Era la chiusa; il punto di non ritorno, il momento in cui Enrica cedeva le armi e cadeva in ginocchio offrendo la gola: «Mamma» implorò adesso con dolcezza, voltandosi verso di lei per la prima volta «smettila adesso. Mi devi accompagnare alla visita. Dopo puoi fare quello che vuoi. Ti prego… » le disse attorcolandosi dentro a quel senso, ben noto, di impotenza che le toglieva il respiro.
«FERMATI, ho detto, che vado a casa a piedi» berciò; erano arrivate al parcheggio dell’ospedale dove Enrica doveva sottoporsi alla visita di controllo.
«Mamma ti prego! Dove vai; è tanta strada; è troppo caldo. Ti accompagno allora» disse con un filo di voce, preoccupata, nonostante tutto, al pensiero di vederla partire zoppicando, sotto il sole cocente.

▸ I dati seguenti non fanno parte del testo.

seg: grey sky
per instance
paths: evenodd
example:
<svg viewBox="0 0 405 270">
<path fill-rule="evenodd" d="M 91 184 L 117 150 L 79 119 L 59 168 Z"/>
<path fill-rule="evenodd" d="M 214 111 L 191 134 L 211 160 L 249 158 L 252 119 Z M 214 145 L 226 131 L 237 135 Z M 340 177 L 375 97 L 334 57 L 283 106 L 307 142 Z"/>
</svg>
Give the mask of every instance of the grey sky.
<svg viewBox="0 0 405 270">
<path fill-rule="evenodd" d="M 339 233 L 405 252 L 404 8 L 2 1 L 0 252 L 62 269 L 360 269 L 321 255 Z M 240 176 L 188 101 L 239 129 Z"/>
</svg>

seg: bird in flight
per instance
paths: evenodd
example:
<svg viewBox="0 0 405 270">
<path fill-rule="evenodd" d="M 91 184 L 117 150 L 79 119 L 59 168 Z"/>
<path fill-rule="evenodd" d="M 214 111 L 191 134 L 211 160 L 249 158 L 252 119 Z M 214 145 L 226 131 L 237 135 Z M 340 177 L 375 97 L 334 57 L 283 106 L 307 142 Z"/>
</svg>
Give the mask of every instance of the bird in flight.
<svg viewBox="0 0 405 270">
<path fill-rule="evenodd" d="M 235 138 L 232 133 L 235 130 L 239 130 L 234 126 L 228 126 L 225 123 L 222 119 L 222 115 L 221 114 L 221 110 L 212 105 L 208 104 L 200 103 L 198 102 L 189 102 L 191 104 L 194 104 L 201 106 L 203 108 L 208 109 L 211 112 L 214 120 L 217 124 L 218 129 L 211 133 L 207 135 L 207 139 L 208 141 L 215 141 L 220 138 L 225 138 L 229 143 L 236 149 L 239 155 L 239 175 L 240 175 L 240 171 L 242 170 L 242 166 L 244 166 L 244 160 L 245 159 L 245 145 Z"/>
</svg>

Ma Mafalda, scesa quasi al volo, era già “lontano”.
«Grazie per avermi accompagnato alla visita» mormorò Enrica al sedile vuoto e raddrizzando le spalle, si soffiò il naso, si rassettò i capelli e si avviò.
Ciao Laura, il tuo racconto è scritto bene. Nella storia del tuo personaggio non è palpabile tanto il desiderio di approvazione da parte della madre, quanto piuttosto la ” quasi certezza” che questo desiderio verrà frustrato nuovamente, una speranza che si protegge dal dolore. C’ è una coazione a ripetere da parte di entrambe. A quanta pena portano i rapporti irrisolti con i padri e le madri…Bravissima, complimenti.
Grazie Gloria; era esattamente quello che volevo trasmettere, bravissima tu ad averlo LETTO con il cuore.
Racconto denso di dolore che rimanda ad altri momenti di vita (mal)vissuta. Perché non raccontarli, anzi tratteggiarli, magari attraverso i dialoghi tra le due donne? Si riuscirebbe ad avere uno spaccato più avvolgente di quello che è stato/è il loro rapporto. Anche in virtù di quella frase in cui la protagonista dice di aver mutato la percezione del bene e del male. E’ collegato alla visita? A un male incurabile o a una gravidanza?
Laura, difficile essere madre, difficile avere una madre. Il tuo racconto mi disturba, perché mi fa rivivere momenti troppo simili a quelli descritti. Efficace e veritiera la rappresentazione di meccanismi che si ripetono al di là di qualsiasi (apparente) cambiamento.